Een vaak terugkerende archetypische metafoor is die van de Poortloze Poort. Deze beeldspraak gaat als volgt: een reiziger komt aan bij een grote muur. Na veel zoeken ziet hij een deur, een poort in de muur. Wanneer hij deze poort opent en er doorheen stapt, bevindt hij zich in een wereld, een universum, dat verschilt van het universum waar hij vandaan komt. Maar hoe dan ook komt dit universum hem bekend voor. En toch is het op de één of andere manier helemaal anders. 

Wanneer de reiziger zich omdraait om terug te gaan naar de plek waar hij vandaan kwam, ziet hij dat er niet alleen geen poort is, maar er is ook geen muur. 

Niet alleen is er geen weg terug, hij stelt tot zijn verbazing vast dat hij nergens vandaan kwam. 

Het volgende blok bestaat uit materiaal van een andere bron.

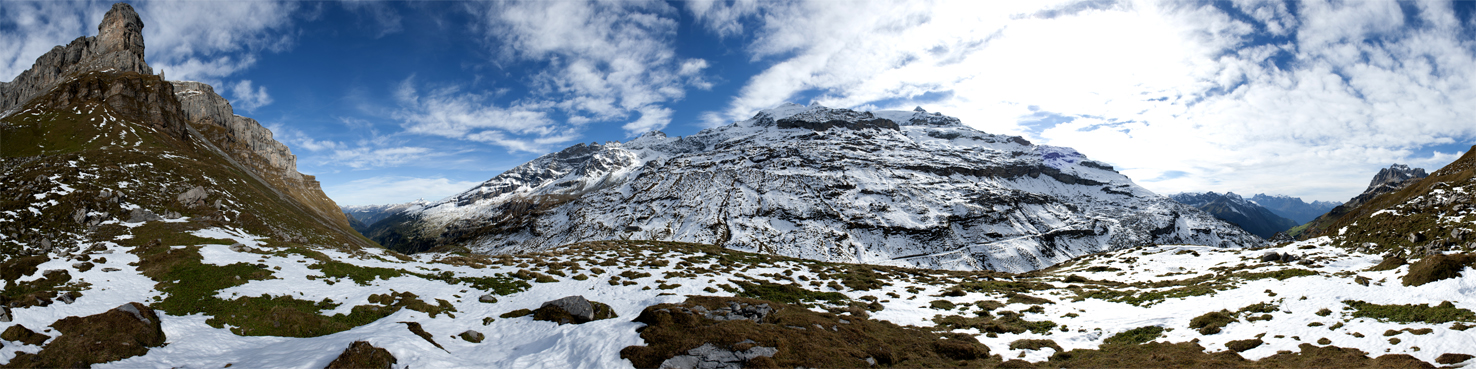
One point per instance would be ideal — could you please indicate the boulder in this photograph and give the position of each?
(142, 214)
(1270, 257)
(25, 335)
(195, 197)
(473, 337)
(576, 306)
(112, 335)
(362, 356)
(573, 310)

Hetzelfde doet zich voor bij ontwaken, bij verlichting, bij wakker worden. Er is geen muur, geen scheiding tussen ‘hier’ en ‘daar’. Er is wel een soort voorbij gaan, maar dat voorbij is niets anders dan het hier en nu. 

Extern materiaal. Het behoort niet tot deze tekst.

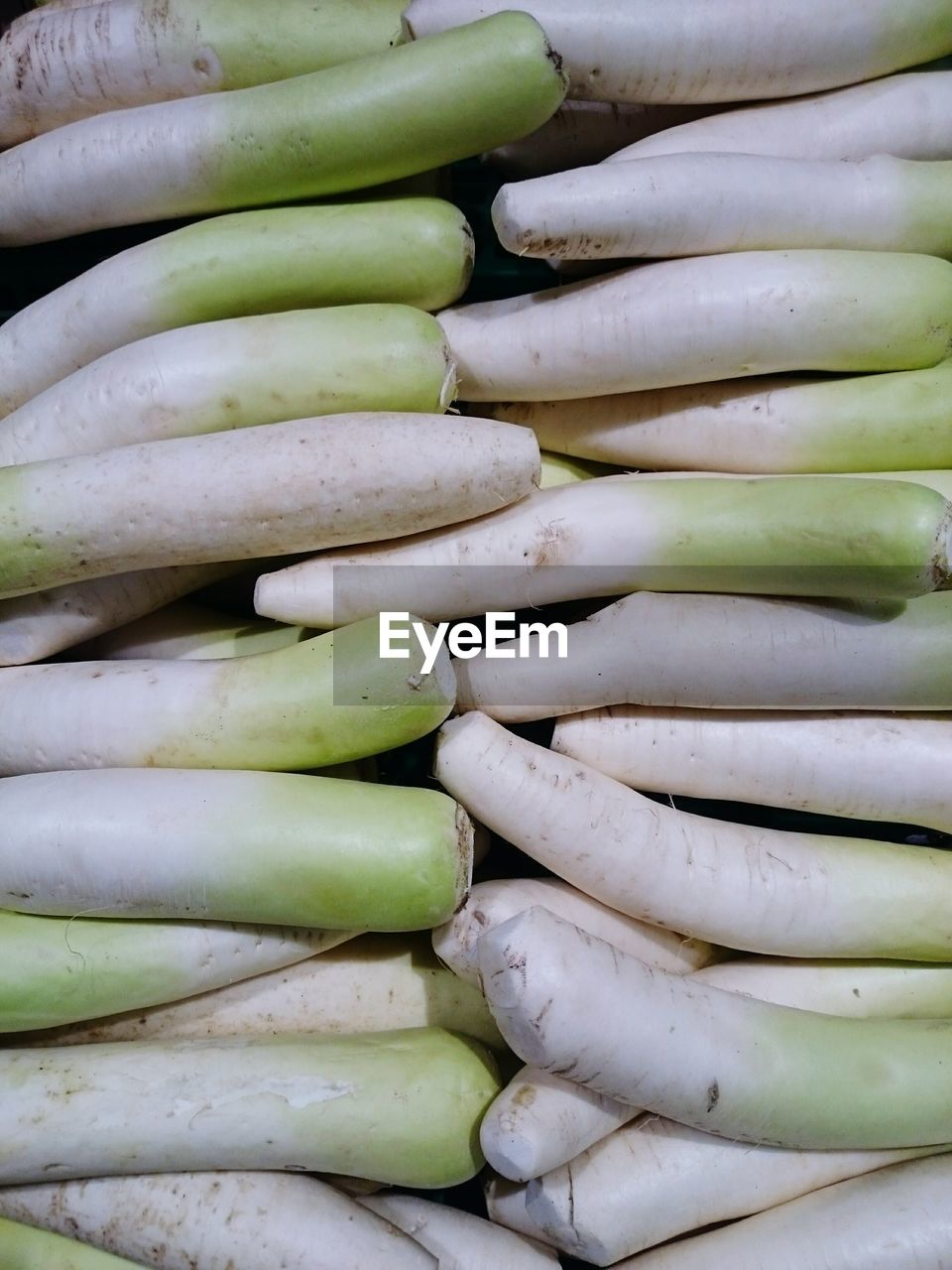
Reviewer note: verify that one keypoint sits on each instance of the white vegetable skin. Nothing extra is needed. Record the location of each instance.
(540, 1121)
(36, 626)
(380, 983)
(275, 489)
(493, 902)
(458, 1239)
(707, 318)
(857, 989)
(734, 653)
(400, 250)
(765, 425)
(715, 1061)
(905, 116)
(218, 1220)
(763, 890)
(655, 1180)
(705, 203)
(794, 760)
(399, 1107)
(684, 51)
(620, 534)
(893, 1218)
(77, 60)
(236, 373)
(326, 699)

Dit is het eigenaardige verhaal van de Poortloze Poort, maar wanneer je iets dieper kijkt, vooral een beschrijving van het ‘ik’, dat al even illusoir is als de Poortloze Poort.

Dit rare verhaal hoort niet tot verbijstering te leiden. Het is vooral de aard van het ‘ik’ dat ons aan het denken moet zetten.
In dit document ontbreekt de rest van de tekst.